Nous sommes devenus une même famille, qui vit dans cette réalité absurde, où pendant qu'une partie des enfants prépare ses examens de fin d'année, l'autre poste sur les réseaux « je ne suis pas suicidaire, je n'ai pas de problème cardiaque » avant de sortir de la maison pour taguer « mort au pouvoir tueur d'enfants » sur les murs de la ville.
En ce "pride month" célébré à travers le monde, et jusque sous la tour Azadi, on entend souvent des variations plus ou moins poétiques, intimes, poignantes ou même carrément gnangnan autour du thème de la "famille d'élection".
Les jeunes LGBTQ, souvent rejetés par leur "famille de sang", sont les premiers à rendre hommage à ces liens atypiques, à ces frères et sœurs de cœur, parents d'adoption ou de secours, mamies d'urgence et cousins machin.
Ce n'est pas vraiment surprenant. C'est souvent quand on se trouve dans une situation de vulnérabilité et d'oppression extrême que l'on ressent le plus l'importance - ou le manque - de liens familiaux solides.

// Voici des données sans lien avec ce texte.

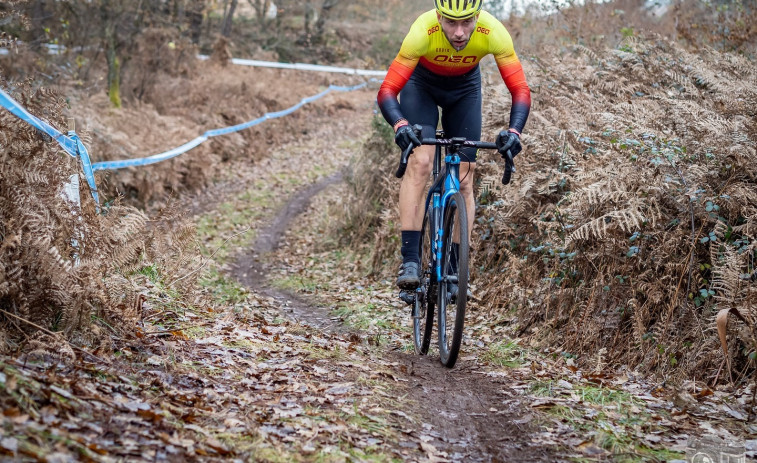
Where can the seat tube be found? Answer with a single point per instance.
(438, 235)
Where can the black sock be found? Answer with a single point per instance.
(411, 239)
(454, 257)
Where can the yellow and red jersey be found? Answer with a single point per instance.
(426, 44)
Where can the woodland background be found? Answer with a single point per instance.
(630, 224)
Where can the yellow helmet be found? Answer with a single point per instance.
(458, 9)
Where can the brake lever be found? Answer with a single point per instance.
(509, 167)
(403, 162)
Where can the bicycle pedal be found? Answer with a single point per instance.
(408, 297)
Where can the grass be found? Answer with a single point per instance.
(364, 316)
(297, 283)
(224, 289)
(504, 354)
(614, 427)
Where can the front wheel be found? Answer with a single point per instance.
(423, 309)
(454, 272)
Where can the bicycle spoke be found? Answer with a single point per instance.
(454, 273)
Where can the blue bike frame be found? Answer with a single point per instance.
(438, 195)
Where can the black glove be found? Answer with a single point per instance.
(507, 140)
(405, 137)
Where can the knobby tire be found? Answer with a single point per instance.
(423, 308)
(451, 334)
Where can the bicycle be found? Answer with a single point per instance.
(445, 219)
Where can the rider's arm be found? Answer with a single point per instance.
(512, 73)
(413, 47)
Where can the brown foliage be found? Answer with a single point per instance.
(61, 264)
(633, 216)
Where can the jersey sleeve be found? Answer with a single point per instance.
(512, 73)
(413, 47)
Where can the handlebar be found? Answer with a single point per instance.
(458, 143)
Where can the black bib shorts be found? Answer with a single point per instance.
(458, 97)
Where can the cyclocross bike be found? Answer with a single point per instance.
(445, 221)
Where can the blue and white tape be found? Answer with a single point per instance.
(113, 165)
(11, 105)
(71, 144)
(301, 67)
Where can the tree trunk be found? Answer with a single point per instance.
(308, 15)
(226, 30)
(39, 15)
(194, 13)
(321, 22)
(114, 67)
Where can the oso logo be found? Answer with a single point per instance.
(455, 59)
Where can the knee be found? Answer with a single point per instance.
(419, 167)
(466, 182)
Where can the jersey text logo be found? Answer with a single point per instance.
(455, 59)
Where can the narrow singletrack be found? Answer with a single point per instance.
(465, 414)
(251, 269)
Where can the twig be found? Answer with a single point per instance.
(204, 264)
(83, 351)
(155, 333)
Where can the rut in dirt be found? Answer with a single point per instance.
(251, 269)
(466, 415)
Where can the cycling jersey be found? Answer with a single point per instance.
(427, 46)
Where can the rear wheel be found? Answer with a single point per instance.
(452, 314)
(423, 309)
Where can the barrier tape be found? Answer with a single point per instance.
(71, 144)
(301, 66)
(138, 162)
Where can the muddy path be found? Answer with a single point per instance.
(251, 266)
(464, 414)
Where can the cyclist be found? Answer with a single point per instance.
(438, 67)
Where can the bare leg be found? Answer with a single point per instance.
(466, 188)
(413, 187)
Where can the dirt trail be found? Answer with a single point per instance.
(465, 414)
(251, 268)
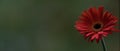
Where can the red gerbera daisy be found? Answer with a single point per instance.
(96, 23)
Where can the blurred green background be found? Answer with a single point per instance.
(48, 25)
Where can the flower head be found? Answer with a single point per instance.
(96, 23)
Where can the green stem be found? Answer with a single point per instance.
(103, 44)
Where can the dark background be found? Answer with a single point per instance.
(48, 25)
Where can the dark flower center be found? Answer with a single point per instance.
(97, 26)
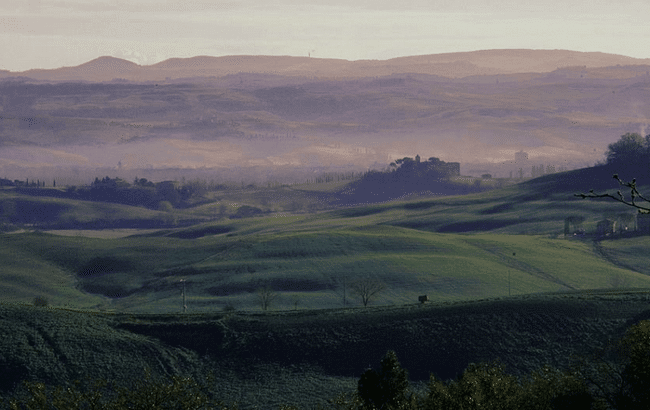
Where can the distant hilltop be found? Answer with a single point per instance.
(449, 65)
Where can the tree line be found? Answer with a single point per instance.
(618, 377)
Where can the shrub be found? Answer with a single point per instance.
(40, 301)
(182, 393)
(386, 388)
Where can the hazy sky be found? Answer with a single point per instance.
(55, 33)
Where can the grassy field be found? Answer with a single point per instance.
(307, 261)
(491, 244)
(305, 357)
(502, 279)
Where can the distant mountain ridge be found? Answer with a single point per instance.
(450, 65)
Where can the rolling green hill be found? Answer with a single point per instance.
(306, 357)
(467, 253)
(451, 248)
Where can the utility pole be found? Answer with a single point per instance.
(184, 305)
(513, 254)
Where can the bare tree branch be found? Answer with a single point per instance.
(634, 195)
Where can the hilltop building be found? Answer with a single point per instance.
(521, 156)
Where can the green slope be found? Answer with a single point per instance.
(310, 268)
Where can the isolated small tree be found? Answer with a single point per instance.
(367, 288)
(631, 148)
(266, 296)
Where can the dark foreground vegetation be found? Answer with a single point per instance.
(586, 350)
(618, 380)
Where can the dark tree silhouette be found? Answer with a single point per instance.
(386, 388)
(635, 196)
(367, 288)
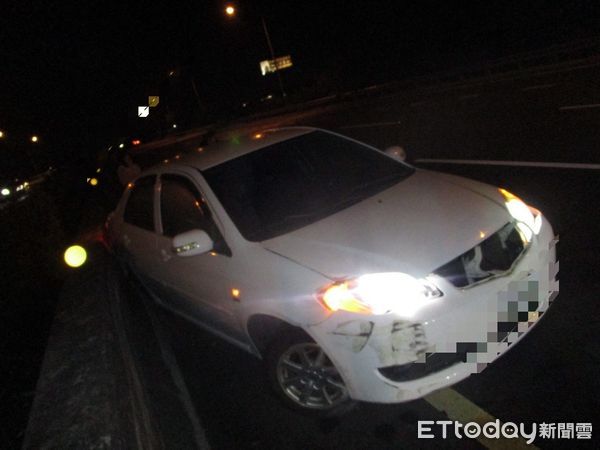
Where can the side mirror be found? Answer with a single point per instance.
(191, 243)
(396, 152)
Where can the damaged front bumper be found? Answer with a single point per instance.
(388, 359)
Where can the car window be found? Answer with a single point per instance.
(139, 210)
(296, 182)
(183, 208)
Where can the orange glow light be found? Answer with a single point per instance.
(339, 296)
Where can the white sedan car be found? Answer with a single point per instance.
(352, 274)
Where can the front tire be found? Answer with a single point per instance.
(304, 377)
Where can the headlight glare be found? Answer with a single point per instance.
(379, 293)
(524, 214)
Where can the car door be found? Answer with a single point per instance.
(138, 235)
(201, 285)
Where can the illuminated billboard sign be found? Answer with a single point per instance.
(273, 65)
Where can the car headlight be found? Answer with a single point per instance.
(529, 219)
(379, 293)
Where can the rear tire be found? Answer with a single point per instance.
(304, 377)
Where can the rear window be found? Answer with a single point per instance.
(139, 210)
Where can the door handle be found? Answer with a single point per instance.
(165, 255)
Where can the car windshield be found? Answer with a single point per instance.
(291, 184)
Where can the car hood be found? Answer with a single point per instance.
(414, 227)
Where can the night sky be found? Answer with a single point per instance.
(75, 72)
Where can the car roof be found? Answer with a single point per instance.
(235, 145)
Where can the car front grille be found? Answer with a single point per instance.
(492, 257)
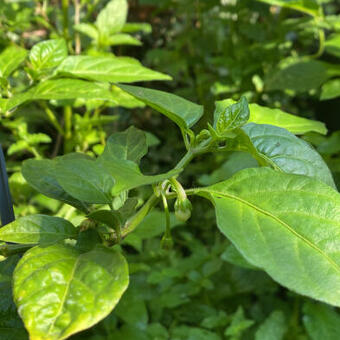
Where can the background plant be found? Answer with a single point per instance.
(198, 244)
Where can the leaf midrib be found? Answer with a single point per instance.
(284, 224)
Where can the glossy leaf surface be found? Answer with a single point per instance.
(287, 225)
(60, 291)
(85, 180)
(48, 54)
(287, 153)
(41, 175)
(10, 59)
(112, 18)
(183, 112)
(41, 229)
(107, 69)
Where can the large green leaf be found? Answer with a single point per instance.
(286, 152)
(121, 154)
(48, 54)
(294, 124)
(310, 7)
(330, 89)
(41, 229)
(107, 69)
(230, 117)
(183, 112)
(61, 89)
(112, 18)
(301, 75)
(11, 327)
(60, 291)
(10, 59)
(41, 175)
(128, 145)
(85, 180)
(288, 225)
(266, 115)
(321, 321)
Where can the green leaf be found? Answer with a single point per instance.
(113, 17)
(273, 328)
(310, 7)
(265, 115)
(301, 75)
(41, 175)
(61, 89)
(11, 326)
(286, 152)
(183, 112)
(230, 117)
(10, 59)
(233, 256)
(131, 27)
(330, 89)
(48, 54)
(60, 291)
(85, 180)
(37, 229)
(121, 154)
(128, 145)
(87, 29)
(286, 224)
(238, 324)
(294, 124)
(321, 321)
(107, 69)
(332, 45)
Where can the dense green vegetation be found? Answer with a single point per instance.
(174, 167)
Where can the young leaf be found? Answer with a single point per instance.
(10, 59)
(120, 157)
(321, 321)
(310, 7)
(183, 112)
(294, 124)
(107, 69)
(85, 180)
(41, 175)
(273, 220)
(61, 89)
(330, 89)
(231, 117)
(128, 145)
(285, 152)
(113, 17)
(60, 291)
(48, 54)
(301, 75)
(37, 229)
(265, 115)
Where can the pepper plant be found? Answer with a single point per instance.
(282, 216)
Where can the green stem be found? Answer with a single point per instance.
(7, 250)
(64, 6)
(68, 127)
(136, 219)
(53, 119)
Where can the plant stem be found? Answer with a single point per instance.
(64, 6)
(7, 250)
(68, 127)
(51, 116)
(136, 219)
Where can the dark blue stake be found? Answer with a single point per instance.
(6, 207)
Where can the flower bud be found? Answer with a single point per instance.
(183, 209)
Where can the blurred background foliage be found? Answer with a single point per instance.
(278, 53)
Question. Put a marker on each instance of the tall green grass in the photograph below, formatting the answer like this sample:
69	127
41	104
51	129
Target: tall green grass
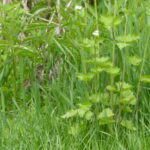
43	75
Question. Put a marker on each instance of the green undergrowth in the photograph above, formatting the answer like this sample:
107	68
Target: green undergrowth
75	75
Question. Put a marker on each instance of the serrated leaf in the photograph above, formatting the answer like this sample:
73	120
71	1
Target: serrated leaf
135	60
145	78
128	124
69	114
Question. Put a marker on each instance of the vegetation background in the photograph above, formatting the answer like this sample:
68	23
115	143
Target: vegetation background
74	75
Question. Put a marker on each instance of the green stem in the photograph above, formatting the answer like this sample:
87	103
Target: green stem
141	71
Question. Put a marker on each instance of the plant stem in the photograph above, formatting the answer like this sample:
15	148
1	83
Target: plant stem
141	71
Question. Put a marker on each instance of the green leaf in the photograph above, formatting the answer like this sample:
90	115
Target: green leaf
128	38
74	130
128	124
69	114
111	88
85	76
97	70
24	51
106	121
106	113
113	71
88	43
122	45
89	115
135	60
128	97
145	78
83	108
95	98
123	86
110	21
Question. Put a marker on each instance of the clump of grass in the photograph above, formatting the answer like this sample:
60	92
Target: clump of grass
73	75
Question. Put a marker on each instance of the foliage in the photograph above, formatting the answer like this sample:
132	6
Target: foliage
74	72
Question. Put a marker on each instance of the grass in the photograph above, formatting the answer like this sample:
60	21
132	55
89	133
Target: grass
39	76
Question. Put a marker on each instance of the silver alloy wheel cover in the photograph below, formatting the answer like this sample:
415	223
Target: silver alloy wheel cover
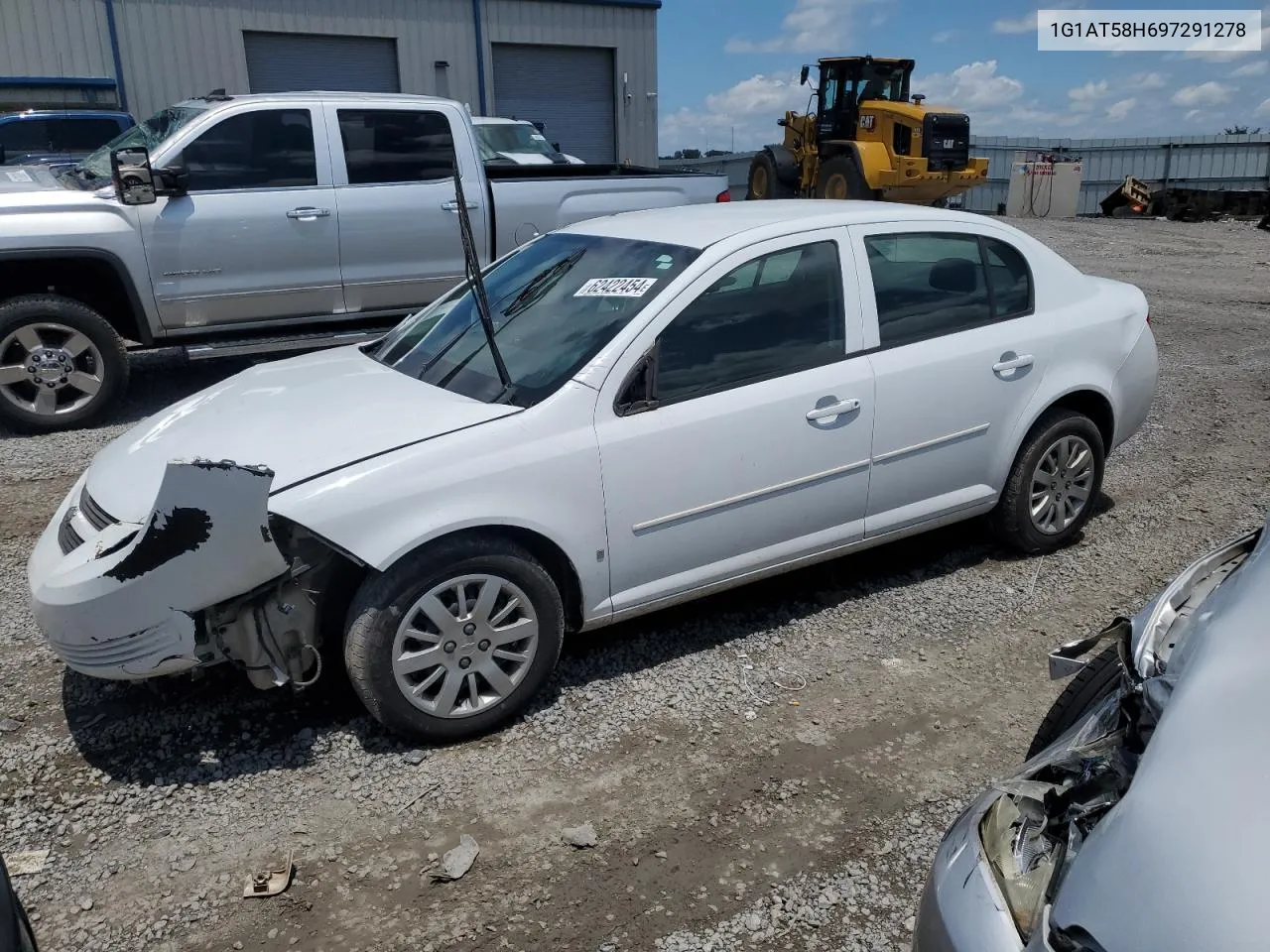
42	359
465	645
1061	485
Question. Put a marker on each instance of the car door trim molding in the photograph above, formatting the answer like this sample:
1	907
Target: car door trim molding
748	497
928	444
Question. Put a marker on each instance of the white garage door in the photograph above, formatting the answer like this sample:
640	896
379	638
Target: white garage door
570	89
294	62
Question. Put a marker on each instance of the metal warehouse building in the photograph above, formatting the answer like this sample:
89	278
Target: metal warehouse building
587	68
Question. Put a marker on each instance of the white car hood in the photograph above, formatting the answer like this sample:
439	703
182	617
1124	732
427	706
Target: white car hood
300	416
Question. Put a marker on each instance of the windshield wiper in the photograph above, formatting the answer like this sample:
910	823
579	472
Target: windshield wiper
471	264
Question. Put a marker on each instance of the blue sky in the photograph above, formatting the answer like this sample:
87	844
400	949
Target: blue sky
729	67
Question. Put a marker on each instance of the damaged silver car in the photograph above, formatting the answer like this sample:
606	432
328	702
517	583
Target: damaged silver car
1133	824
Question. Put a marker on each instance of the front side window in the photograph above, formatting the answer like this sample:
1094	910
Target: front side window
266	149
384	146
556	302
774	316
928	285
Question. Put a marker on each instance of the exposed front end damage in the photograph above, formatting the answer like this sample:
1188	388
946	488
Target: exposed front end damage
200	580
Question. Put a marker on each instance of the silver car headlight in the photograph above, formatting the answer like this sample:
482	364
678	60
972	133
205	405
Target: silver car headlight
1033	832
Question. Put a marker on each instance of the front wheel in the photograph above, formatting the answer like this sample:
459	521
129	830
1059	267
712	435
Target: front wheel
1053	485
62	365
454	640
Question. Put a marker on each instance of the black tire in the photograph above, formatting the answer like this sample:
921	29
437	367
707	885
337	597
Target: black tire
1097	679
841	173
763	180
33	309
382	601
1011	518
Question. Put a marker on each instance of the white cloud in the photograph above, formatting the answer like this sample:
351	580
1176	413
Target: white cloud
812	26
1023	24
1121	109
1088	91
1147	80
1254	68
971	85
1205	94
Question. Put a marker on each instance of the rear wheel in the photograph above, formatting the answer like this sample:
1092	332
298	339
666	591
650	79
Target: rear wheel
763	181
839	179
62	365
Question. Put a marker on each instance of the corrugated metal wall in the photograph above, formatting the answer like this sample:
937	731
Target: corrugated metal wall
1232	163
630	32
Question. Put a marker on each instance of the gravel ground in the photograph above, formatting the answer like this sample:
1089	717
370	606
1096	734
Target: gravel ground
767	770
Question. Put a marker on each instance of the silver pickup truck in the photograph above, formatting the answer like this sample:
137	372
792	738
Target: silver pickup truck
259	223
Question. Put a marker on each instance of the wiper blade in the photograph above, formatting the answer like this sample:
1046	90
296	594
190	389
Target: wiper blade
471	264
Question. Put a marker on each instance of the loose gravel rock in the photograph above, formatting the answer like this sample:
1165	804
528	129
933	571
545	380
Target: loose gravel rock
772	767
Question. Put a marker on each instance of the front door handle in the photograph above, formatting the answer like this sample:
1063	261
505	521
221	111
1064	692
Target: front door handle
309	213
1015	363
842	407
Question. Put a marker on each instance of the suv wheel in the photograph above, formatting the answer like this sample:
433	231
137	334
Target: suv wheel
62	365
1055	484
454	640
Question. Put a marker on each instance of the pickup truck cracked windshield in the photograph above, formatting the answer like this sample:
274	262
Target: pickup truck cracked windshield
619	416
278	222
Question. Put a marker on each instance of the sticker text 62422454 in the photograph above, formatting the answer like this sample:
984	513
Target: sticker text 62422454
615	287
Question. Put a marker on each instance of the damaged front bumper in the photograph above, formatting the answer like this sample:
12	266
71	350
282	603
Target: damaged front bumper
127	601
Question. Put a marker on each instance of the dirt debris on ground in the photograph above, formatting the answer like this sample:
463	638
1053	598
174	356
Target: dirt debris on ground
771	769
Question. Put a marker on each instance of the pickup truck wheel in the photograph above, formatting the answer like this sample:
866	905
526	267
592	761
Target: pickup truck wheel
454	640
62	365
1055	484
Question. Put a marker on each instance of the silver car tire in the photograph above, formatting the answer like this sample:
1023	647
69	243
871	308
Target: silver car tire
454	640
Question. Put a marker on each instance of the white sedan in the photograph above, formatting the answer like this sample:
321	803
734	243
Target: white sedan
698	398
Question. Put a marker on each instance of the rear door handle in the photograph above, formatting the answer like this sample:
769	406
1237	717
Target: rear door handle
1014	363
309	213
842	407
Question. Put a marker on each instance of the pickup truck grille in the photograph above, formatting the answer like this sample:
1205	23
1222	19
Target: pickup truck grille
947	141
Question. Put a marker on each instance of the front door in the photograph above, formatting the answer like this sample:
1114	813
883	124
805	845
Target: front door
756	451
399	240
959	354
255	238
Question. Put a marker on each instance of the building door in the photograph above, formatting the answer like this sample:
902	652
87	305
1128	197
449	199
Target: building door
293	62
570	89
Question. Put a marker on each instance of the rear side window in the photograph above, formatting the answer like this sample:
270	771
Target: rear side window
384	146
266	149
776	315
931	285
82	135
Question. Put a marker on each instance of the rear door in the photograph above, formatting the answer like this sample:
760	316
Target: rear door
399	243
959	350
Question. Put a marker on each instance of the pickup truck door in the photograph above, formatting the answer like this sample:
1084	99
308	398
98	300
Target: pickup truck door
399	243
756	453
957	353
255	236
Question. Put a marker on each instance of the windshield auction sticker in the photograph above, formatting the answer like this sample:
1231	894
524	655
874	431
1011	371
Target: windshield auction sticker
1179	31
616	287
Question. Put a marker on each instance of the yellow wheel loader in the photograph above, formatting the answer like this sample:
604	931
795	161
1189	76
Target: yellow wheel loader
865	139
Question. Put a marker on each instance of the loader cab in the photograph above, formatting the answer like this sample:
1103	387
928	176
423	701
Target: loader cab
844	82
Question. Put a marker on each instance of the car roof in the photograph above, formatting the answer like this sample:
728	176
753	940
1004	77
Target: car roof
703	225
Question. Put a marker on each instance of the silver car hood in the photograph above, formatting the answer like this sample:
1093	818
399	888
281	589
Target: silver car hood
302	416
1180	864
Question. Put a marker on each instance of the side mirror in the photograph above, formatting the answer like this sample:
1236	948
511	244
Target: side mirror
132	176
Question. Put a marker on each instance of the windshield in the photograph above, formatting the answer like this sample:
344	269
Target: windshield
554	303
512	137
149	134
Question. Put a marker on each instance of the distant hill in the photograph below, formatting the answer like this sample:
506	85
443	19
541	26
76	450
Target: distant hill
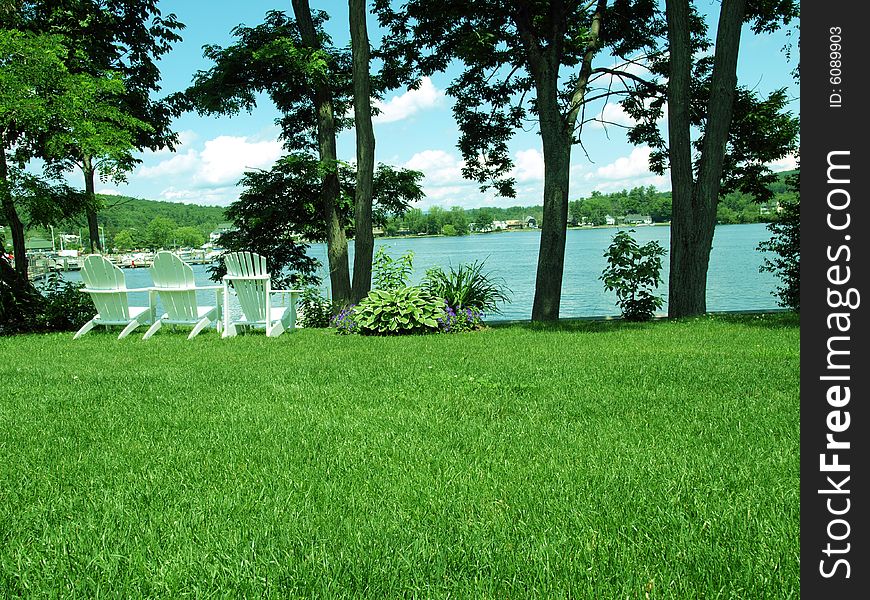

En Iran où nous avons déjà collectivement adopté depuis longtemps les mères des victimes de la répression du régime, la métaphore des liens familiaux n'est plus simplement "filée", elle est tissée et nouée encore et encore, à la manière de nos célèbres tapis.
Les vidéos du mariage de Hananeh Kia circulent sur nos réseaux, en ce jour où elle aurait dû en célébrer le premier anniversaire. C'est notre petite sœur.
Le pays tout entier se mobilise pour l'anniversaire de 10 ans de notre petit frère à tous, Kian Pirfalak, qui ne sera pas là pour souffler ses bougies.
Mohammad Hosseini n'avait pas de parents, mais les parents des autres victimes de la répression l'ont tous adopté. Il est devenu notre fils, comme Mahsa était instantanément devenue notre fille à tous.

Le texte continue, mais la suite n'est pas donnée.